Fellow fighter testifies that War Machine had choked him out

Updated March 14, 2017 - 7:03 pm

Herman “The Hitman” Terrado often trained with the now-banished mixed martial arts fighter known as War Machine, who is on trial in connection with attacks on former adult film actress Christine Mackinday and another man.

A professional fighter since 2008, Terrado testified Tuesday that War Machine, also known as Jonathan Koppenhaver, had choked him unconscious several times during that training.

The 35-year-old defendant faces 34 counts, including kidnapping, sexual assault and attempted murder, in connection with an August 2014 attack on Mackinday, whose stage name is Christy Mack, and Corey Thomas, who was in her home at the time.

Terrado testified that he had seen “heated situations” in the gym with Koppenhaver, who was known to take steroids, but he was “pretty calm” elsewhere.

In an effort to rebut the attempted murder charge through defense witness testimony, Koppenhaver’s attorney Brandon Sua asked Terrado whether he knew of anyone in mixed martial arts fighting who had died from being choked out.

Terrado said he did not, then demonstrated the differences between a “rear naked choke” and a “seat belt” hold on Sua.

Standing in the center of the courtroom in front of the jury box, Terrado squeezed his arms around the torso of the defense lawyer, who is taller than the witness and also well-built. The latter maneuver, Terrado said, is an effort to “control position of your opponent” and to “wear them down.”

The seat belt hold, Terrado said, would not result in someone being choked unconscious. A rear naked choke, however, which Terrado demonstrated with his forearms around Sua’s neck and head, could result in unconsciousness.

At the end of the demonstration, District Judge Elissa Cadish noted, “For the record, he just tapped the witness’s arm to get out of that hold.”

Terrado told jurors that a chokehold could take anywhere from 10 seconds to five minutes to knock someone out.

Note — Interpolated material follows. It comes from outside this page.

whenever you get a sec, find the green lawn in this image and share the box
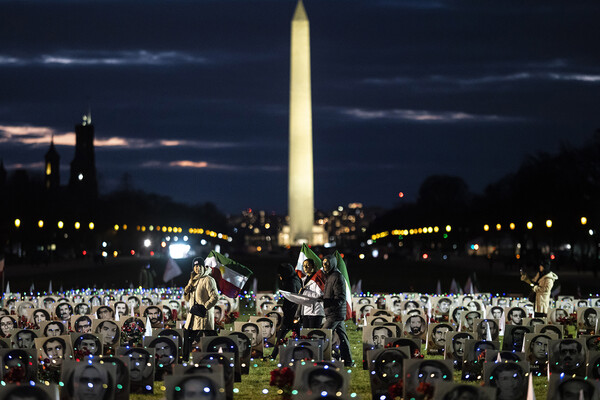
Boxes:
[132,300,550,400]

On cross-examination, Chief Deputy District Attorney Rob Stephens pointed out that mixed martial arts fighters can “tap out” and end a match when being choked.

“There’s punishments if people don’t let go upon counsel of the referee?” the prosecutor said.

“Yes, sir,” Terrado replied.

The prosecutor asked: “In battery domestic violence strangulation cases, you’re aware there’s no referee, correct?”

“Yes, sir,” Terrado said again.

“What’s the purpose of a referee at the UFC fights?”

“To ensure fighters’ safety,” Terrado replied.